以上解析;获取body长度,判断第一个事件(msyql协议规定的),

public LogHeader(LogBuffer buffer, FormatDescriptionLogEvent descriptionEvent){
    when = buffer.getUint32();
    type = buffer.getUint8(); // LogEvent.EVENT_TYPE_OFFSET;
    serverId = buffer.getUint32(); // LogEvent.SERVER_ID_OFFSET;
    eventLen = (int) buffer.getUint32(); // LogEvent.EVENT_LEN_OFFSET;

    if (descriptionEvent.binlogVersion == 1) {
        logPos = 0;
        flags = 0;
        return;
    }

    /* 4.0 or newer */
    logPos = buffer.getUint32(); // LogEvent.LOG_POS_OFFSET
    /*
     * If the log is 4.0 (so here it can only be a 4.0 relay log read by the
     * SQL thread or a 4.0 master binlog read by the I/O thread), log_pos is
     * the beginning of the event: we transform it into the end of the
     * event, which is more useful. But how do you know that the log is 4.0:
     * you know it if description_event is version 3 *and* you are not
     * reading a Format_desc (remember that mysqlbinlog starts by assuming
     * that 5.0 logs are in 4.0 format, until it finds a Format_desc).
     */
    if (descriptionEvent.binlogVersion == 3 && type < LogEvent.FORMAT_DESCRIPTION_EVENT && logPos != 0) {
        /*
         * If log_pos=0, don't change it. log_pos==0 is a marker to mean
         * "don't change rli->group_master_log_pos" (see
         * inc_group_relay_log_pos()). As it is unreal log_pos, adding the
         * event len's is nonsense. For example, a fake Rotate event should
         * not have its log_pos (which is 0) changed or it will modify
         * Exec_master_log_pos in SHOW SLAVE STATUS, displaying a nonsense
         * value of (a non-zero offset which does not exist in the master's
         * binlog, so which will cause problems if the user uses this value
         * in CHANGE MASTER).
         */
        logPos += eventLen; /* purecov: inspected */
    }

    flags = buffer.getUint16(); // LogEvent.FLAGS_OFFSET
    if ((type == LogEvent.FORMAT_DESCRIPTION_EVENT) || (type == LogEvent.ROTATE_EVENT)) {
        /*
         * These events always have a header which stops here (i.e. their
         * header is FROZEN).
         */
        /*
         * Initialization to zero of all other Log_event members as they're
         * not specified.

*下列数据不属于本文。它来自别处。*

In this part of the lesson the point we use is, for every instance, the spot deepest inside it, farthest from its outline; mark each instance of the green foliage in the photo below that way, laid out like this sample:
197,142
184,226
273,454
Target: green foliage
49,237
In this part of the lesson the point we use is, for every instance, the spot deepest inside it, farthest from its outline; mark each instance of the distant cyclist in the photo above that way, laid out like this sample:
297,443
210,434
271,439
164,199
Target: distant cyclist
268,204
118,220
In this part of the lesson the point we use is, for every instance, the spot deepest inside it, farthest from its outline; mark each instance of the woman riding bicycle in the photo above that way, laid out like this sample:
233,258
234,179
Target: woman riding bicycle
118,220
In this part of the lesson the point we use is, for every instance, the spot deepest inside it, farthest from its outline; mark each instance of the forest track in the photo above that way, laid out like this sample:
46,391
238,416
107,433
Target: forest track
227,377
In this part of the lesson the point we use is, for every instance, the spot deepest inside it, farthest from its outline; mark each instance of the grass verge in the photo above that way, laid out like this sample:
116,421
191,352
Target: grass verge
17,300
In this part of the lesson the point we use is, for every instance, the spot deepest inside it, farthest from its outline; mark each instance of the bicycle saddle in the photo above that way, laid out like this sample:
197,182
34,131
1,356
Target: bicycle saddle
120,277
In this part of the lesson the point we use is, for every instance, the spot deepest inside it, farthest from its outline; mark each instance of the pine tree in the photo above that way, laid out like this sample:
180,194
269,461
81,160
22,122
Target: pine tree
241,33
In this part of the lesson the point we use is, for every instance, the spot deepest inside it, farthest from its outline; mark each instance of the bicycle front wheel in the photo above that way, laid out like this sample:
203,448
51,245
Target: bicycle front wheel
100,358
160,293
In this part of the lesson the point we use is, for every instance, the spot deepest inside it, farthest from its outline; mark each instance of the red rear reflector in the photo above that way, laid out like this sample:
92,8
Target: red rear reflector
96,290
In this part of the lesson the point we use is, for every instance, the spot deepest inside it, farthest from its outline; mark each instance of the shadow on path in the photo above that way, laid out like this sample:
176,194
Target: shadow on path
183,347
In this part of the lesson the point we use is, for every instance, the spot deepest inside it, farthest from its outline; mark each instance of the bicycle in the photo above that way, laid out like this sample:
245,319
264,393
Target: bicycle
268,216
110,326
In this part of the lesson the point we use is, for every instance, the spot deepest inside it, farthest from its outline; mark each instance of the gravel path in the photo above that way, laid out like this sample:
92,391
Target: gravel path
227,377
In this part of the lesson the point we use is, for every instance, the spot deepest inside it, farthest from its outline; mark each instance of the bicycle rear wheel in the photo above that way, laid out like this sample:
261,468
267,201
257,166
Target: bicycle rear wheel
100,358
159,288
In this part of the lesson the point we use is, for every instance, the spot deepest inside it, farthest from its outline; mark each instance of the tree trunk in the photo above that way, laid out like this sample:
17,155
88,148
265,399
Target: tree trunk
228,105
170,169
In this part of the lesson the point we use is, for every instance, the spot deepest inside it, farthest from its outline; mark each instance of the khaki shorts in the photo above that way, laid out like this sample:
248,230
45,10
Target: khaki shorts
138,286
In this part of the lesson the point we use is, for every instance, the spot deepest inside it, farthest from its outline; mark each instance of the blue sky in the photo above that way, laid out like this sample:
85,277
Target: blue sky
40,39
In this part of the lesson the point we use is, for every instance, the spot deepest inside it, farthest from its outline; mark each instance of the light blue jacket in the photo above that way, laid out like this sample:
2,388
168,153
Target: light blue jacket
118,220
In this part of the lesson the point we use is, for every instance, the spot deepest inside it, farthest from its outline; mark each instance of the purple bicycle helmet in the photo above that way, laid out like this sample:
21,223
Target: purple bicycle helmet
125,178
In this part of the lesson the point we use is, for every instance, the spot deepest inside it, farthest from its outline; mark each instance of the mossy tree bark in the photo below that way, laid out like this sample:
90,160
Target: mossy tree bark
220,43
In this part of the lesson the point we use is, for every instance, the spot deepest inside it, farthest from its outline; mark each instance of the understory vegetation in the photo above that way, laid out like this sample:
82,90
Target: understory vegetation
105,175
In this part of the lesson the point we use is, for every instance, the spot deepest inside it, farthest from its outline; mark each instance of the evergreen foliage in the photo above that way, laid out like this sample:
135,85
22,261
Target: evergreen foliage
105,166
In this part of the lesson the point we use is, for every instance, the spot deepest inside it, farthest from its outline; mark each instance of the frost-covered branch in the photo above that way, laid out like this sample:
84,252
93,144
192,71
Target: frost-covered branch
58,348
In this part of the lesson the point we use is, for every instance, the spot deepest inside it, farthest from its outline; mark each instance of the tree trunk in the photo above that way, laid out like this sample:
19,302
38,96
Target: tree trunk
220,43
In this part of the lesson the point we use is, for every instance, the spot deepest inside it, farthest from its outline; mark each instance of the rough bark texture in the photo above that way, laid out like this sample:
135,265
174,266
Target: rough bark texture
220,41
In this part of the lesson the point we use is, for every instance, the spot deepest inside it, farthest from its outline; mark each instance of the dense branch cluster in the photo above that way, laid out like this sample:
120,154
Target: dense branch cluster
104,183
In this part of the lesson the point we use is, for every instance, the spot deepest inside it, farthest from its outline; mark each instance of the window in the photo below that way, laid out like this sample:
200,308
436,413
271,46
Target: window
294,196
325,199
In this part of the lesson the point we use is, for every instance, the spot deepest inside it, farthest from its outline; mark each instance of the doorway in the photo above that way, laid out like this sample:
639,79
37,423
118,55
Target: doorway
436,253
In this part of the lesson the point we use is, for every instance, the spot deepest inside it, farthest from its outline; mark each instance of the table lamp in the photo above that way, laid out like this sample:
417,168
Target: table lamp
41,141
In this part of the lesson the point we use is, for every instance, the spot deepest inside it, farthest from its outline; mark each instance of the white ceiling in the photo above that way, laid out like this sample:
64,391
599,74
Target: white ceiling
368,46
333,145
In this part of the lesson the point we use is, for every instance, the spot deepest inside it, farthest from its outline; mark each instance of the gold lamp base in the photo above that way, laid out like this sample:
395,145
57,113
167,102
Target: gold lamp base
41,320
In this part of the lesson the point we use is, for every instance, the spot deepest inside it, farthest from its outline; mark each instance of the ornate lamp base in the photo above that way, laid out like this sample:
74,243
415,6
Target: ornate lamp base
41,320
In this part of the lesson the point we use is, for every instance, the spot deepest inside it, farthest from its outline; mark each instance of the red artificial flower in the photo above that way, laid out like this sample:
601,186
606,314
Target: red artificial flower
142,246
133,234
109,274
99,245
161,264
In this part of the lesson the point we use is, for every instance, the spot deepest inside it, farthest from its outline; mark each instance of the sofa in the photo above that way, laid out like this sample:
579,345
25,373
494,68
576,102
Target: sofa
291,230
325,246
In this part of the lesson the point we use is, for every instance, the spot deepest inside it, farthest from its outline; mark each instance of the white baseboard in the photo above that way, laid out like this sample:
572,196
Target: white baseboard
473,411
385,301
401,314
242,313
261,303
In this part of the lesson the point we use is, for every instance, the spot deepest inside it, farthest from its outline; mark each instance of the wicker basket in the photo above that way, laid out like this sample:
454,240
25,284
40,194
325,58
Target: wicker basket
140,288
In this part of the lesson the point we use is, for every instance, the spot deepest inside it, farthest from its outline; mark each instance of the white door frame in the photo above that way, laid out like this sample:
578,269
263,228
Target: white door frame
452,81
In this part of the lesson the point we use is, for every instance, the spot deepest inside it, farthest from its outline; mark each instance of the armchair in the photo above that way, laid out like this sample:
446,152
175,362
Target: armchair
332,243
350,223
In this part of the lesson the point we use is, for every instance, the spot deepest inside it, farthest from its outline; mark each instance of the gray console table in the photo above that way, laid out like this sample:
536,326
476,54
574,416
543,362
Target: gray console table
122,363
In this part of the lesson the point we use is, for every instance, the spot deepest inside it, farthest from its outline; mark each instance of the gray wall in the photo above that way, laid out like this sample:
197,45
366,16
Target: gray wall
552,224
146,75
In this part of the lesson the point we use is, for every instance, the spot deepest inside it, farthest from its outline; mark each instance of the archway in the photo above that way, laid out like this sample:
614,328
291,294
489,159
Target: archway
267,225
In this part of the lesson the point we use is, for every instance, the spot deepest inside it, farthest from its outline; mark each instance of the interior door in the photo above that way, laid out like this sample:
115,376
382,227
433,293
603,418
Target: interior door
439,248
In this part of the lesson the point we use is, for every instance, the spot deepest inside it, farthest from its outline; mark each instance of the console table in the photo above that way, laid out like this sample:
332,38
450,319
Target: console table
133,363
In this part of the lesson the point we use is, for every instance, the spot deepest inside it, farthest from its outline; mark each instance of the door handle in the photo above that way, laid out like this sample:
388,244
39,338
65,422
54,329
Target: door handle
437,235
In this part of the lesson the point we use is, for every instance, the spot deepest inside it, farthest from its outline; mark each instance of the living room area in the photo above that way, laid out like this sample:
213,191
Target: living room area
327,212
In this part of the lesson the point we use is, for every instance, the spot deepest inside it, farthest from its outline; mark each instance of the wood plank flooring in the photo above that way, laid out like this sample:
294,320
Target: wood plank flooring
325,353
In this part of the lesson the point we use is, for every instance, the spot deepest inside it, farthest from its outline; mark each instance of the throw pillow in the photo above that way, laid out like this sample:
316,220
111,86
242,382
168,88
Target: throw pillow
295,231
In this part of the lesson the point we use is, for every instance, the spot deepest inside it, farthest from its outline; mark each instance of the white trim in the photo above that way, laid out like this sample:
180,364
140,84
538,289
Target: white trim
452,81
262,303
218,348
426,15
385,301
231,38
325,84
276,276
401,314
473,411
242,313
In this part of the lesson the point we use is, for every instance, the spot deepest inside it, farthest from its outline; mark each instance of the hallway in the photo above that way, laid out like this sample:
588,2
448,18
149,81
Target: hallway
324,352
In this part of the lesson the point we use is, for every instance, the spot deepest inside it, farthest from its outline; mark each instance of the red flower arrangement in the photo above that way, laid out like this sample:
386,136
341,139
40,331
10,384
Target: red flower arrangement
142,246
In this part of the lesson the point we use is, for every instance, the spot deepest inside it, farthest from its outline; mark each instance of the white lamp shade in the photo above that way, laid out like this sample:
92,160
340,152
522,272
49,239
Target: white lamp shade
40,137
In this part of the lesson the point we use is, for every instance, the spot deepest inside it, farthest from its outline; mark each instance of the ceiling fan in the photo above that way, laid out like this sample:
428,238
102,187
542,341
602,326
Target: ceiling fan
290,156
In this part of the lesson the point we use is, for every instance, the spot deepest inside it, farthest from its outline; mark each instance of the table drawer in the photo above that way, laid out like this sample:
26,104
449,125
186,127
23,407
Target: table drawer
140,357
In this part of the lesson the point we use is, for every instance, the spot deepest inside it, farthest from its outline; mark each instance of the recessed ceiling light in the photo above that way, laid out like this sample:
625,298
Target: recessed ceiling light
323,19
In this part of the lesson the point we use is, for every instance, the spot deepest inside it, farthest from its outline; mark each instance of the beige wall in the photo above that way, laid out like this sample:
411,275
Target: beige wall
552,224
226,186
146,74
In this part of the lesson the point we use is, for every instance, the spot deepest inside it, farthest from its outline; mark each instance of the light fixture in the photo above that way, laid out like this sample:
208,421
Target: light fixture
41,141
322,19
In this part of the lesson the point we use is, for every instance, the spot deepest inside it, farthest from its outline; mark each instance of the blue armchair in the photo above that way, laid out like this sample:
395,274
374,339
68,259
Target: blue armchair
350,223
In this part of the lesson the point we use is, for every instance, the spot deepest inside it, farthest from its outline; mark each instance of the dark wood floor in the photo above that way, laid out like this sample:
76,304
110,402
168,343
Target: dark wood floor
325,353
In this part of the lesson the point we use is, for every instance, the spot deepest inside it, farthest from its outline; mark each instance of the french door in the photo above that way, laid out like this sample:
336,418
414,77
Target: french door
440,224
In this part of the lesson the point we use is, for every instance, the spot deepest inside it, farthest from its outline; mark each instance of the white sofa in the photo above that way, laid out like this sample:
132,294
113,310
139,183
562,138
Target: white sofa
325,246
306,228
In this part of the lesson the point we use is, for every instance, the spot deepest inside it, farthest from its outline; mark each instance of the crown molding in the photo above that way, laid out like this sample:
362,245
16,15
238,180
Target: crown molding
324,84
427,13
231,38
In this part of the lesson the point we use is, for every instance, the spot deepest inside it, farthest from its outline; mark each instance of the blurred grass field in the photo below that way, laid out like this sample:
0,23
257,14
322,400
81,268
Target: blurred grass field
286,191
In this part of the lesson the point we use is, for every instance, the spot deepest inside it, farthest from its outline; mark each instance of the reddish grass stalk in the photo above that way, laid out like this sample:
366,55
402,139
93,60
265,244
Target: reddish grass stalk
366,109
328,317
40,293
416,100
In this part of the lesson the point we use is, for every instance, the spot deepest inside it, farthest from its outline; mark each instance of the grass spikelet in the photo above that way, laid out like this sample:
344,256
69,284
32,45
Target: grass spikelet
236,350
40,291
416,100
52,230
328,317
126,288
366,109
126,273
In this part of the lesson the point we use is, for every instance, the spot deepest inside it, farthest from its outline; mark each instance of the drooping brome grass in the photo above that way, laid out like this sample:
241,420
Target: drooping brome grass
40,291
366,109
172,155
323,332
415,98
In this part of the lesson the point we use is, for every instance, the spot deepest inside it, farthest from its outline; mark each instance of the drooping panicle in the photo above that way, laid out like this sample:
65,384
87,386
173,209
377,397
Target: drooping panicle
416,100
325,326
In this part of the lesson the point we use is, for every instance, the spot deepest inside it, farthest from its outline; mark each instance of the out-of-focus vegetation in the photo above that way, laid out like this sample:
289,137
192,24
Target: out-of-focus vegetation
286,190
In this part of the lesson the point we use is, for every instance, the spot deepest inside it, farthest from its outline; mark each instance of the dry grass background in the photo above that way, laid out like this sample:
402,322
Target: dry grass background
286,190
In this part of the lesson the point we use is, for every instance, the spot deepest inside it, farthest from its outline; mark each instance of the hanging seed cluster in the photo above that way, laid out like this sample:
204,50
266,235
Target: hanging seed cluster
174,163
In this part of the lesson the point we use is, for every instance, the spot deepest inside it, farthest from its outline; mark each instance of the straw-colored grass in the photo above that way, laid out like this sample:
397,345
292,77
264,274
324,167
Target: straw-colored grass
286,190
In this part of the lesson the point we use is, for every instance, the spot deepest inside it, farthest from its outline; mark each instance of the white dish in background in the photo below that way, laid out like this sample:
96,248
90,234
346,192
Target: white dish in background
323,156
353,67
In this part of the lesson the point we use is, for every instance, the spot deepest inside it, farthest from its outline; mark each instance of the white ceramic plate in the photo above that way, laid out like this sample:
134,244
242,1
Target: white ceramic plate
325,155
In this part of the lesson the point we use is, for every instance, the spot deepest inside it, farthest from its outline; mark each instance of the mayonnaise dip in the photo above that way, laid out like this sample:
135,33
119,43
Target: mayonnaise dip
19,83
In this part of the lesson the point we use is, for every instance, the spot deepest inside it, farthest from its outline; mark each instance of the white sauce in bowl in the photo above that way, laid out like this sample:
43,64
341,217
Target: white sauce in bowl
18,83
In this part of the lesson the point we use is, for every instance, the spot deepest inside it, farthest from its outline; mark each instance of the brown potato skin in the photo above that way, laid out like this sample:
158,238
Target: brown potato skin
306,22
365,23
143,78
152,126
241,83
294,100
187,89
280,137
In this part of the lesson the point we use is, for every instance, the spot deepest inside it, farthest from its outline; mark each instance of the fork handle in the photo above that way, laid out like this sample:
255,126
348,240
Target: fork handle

Currently there are no such members; in the future
         * there will be an event UID (but Format_description and Rotate
         * don't need this UID, as they are not propagated through
         * --log-slave-updates (remember the UID is used to not play a query
         * twice when you have two masters which are slaves of a 3rd
         * master). Then we are done.
         */

        if (type == LogEvent.FORMAT_DESCRIPTION_EVENT) {
            int commonHeaderLen = buffer.getUint8(FormatDescriptionLogEvent.LOG_EVENT_MINIMAL_HEADER_LEN
                                                  + FormatDescriptionLogEvent.ST_COMMON_HEADER_LEN_OFFSET);
            buffer.position(commonHeaderLen + FormatDescriptionLogEvent.ST_SERVER_VER_OFFSET);
            String serverVersion = buffer.getFixString(FormatDescriptionLogEvent.ST_SERVER_VER_LEN); // ST_SERVER_VER_OFFSET
            int versionSplit[] = new int[] { 0, 0, 0 };
            FormatDescriptionLogEvent.doServerVersionSplit(serverVersion, versionSplit);
            checksumAlg = LogEvent.BINLOG_CHECKSUM_ALG_UNDEF;
            if (FormatDescriptionLogEvent.versionProduct(versionSplit) >= FormatDescriptionLogEvent.checksumVersionProduct) {
                buffer.position(eventLen - LogEvent.BINLOG_CHECKSUM_LEN - LogEvent.BINLOG_CHECKSUM_ALG_DESC_LEN);
                checksumAlg = buffer.getUint8();
            }

            processCheckSum(buffer);
        }
        return;
    }

    /*
     * CRC verification by SQL and Show-Binlog-Events master side. The
     * caller has to provide @description_event->checksum_alg to be the last
     * seen FD's (A) descriptor. If event is FD the descriptor is in it.
     * Notice, FD of the binlog can be only in one instance and therefore
     * Show-Binlog-Events executing master side thread needs just to know
     * the only FD's (A) value - whereas RL can contain more. In the RL
     * case, the alg is kept in FD_e (@description_event) which is reset to
     * the newer read-out event after its execution with possibly new alg
     * descriptor. Therefore in a typical sequence of RL: {FD_s^0, FD_m,
     * E_m^1} E_m^1 will be verified with (A) of FD_m. See legends
     * definition on MYSQL_BIN_LOG::relay_log_checksum_alg docs lines
     * (log.h). Notice, a pre-checksum FD version forces alg :=
     * BINLOG_CHECKSUM_ALG_UNDEF.
     */
    checksumAlg = descriptionEvent.getHeader().checksumAlg; // fetch
                                                            // checksum alg
    processCheckSum(buffer);
    /* otherwise, go on with reading the header from buf (nothing now) */
}

对buffer里的第9个字节type 来决定mysql发送过来的消息是什么类型。

2.1)canal进来第一次type类型,和解析规则参考https://blog.csdn.net/skycanf/article/details/80742046

mysql推送过来的event主要分为以下(用logevent抽象类接受,根据策略模式调用各自实现):

canal 源码解析(2)-数据流转篇(2)_第5张图片

 

先举例两个

     2.1)主要确认binlog文件名字,当前位点 

canal 源码解析(2)-数据流转篇(2)_第6张图片

result

canal 源码解析(2)-数据流转篇(2)_第7张图片

2.2)第二次解析format_destribe  确定binlog版本,名字,时间戳。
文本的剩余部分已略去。